Consider the usage of these different parser combinators.
import Control.Applicative.Combinators
import Text.Regex.Applicative
main :: IO ()
main = do
let parser1 = sym '"' *> manyTill anySym (sym '"')
print $ match parser1 "\"abc\""
let parser2 = sym '"' *> many anySym <* sym '"'
print $ match parser2 "\"abc\""
import Control.Applicative.Combinators
import Text.ParserCombinators.ReadP hiding(many, manyTill)
main :: IO ()
main = do
let parser1 = char '"' *> manyTill get (char '"')
print $ readP_to_S parser1 "\"abc\""
let parser2 = char '"' *> many get <* char '"'
print $ readP_to_S parser2 "\"abc\""
{-# LANGUAGE OverloadedStrings #-}
import Control.Applicative.Combinators
import Data.Attoparsec.Text hiding(manyTill)
main :: IO ()
main = do
let parser1 = char '"' *> manyTill anyChar (char '"')
print $ parseOnly parser1 "\"abc\""
let parser2 = char '"' *> many anyChar <* char '"'
print $ parseOnly parser2 "\"abc\""
import Control.Applicative.Combinators
import Text.Megaparsec hiding(many, manyTill)
import Data.Void
main :: IO ()
main = do
let parser1 = single '"' *> manyTill anySingle (single '"') :: Parsec Void String String
print $ parseMaybe parser1 "\"abc\""
let parser2 = single '"' *> many anySingle <* single '"' :: Parsec Void String String
print $ parseMaybe parser2 "\"abc\""
With all four of them, the manyTill parser successfully matches abc, since this doesn't depend on backtracking.
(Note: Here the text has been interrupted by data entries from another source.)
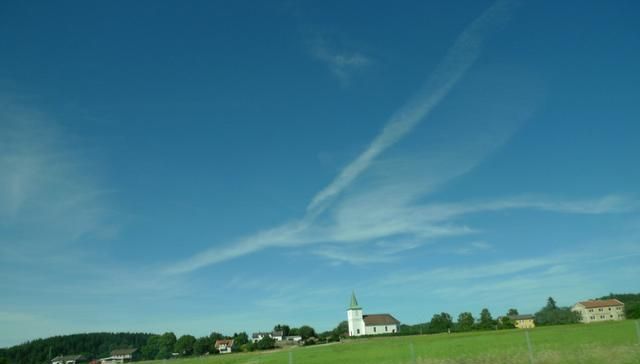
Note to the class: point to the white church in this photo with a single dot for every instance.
(376, 324)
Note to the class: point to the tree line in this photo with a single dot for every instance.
(93, 345)
(153, 346)
(550, 314)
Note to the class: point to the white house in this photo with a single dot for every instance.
(223, 346)
(374, 324)
(599, 310)
(275, 335)
(68, 359)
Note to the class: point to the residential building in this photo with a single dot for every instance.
(68, 359)
(275, 335)
(523, 321)
(373, 324)
(120, 356)
(223, 346)
(599, 310)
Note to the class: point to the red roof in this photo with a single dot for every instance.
(601, 303)
(223, 342)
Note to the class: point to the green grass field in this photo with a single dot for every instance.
(615, 342)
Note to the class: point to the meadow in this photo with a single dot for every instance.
(612, 342)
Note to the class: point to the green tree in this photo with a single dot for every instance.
(266, 343)
(307, 332)
(215, 336)
(551, 314)
(151, 349)
(440, 322)
(465, 321)
(201, 346)
(632, 310)
(184, 345)
(166, 344)
(506, 323)
(486, 321)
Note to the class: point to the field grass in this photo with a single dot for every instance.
(610, 343)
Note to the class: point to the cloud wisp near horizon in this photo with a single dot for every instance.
(430, 156)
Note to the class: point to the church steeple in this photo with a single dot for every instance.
(354, 302)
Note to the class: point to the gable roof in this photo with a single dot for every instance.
(223, 342)
(68, 357)
(521, 317)
(379, 319)
(123, 351)
(601, 303)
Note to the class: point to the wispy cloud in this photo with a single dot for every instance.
(456, 62)
(341, 63)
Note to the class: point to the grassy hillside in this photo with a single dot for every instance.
(614, 342)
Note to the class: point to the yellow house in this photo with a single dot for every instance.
(523, 321)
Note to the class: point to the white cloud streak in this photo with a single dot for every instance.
(341, 63)
(459, 58)
(456, 62)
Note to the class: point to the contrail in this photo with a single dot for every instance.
(457, 61)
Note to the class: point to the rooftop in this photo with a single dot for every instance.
(601, 303)
(379, 319)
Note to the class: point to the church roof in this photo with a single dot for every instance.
(379, 319)
(354, 302)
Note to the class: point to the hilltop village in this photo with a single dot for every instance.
(358, 324)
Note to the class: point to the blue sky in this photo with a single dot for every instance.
(227, 166)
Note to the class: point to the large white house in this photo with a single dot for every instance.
(375, 324)
(119, 356)
(599, 310)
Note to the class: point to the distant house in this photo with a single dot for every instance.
(223, 346)
(523, 321)
(376, 324)
(120, 356)
(294, 339)
(68, 359)
(599, 310)
(275, 335)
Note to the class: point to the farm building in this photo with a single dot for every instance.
(374, 324)
(224, 346)
(68, 359)
(120, 356)
(523, 321)
(599, 310)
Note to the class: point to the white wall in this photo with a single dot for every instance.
(355, 321)
(381, 329)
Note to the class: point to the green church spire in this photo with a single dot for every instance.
(354, 302)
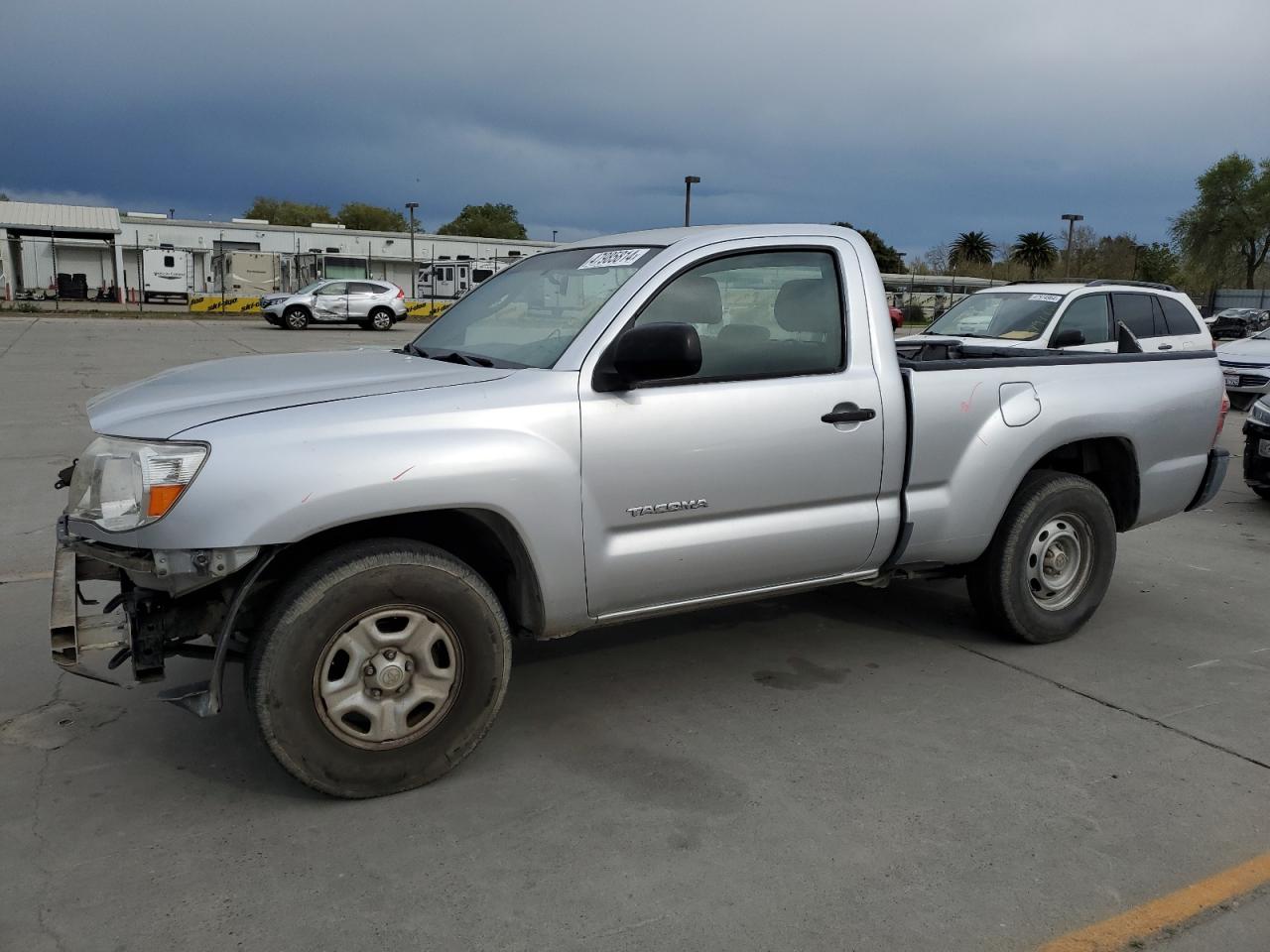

With regex-applicative and ReadP, the many parser also successfully matches abc, since they both backtrack by default. With megaparsec, the many parser fails to match, since it doesn't backtrack by default. So far, everything makes sense. However, with attoparsec, the many parser fails to match, even though it does backtrack: its documentation says "attoparsec parsers always backtrack on failure" and "if you feed incremental input to an a parser, it will require memory proportional to the amount of input you supply. (This is necessary to support arbitrary backtracking.)". Why is this? Isn't that supposed to be exactly what backtracking is?
The meaning of "backtracking" in the Attoparsec documentation is different than the meaning of backtracking for the other backtracking parsers.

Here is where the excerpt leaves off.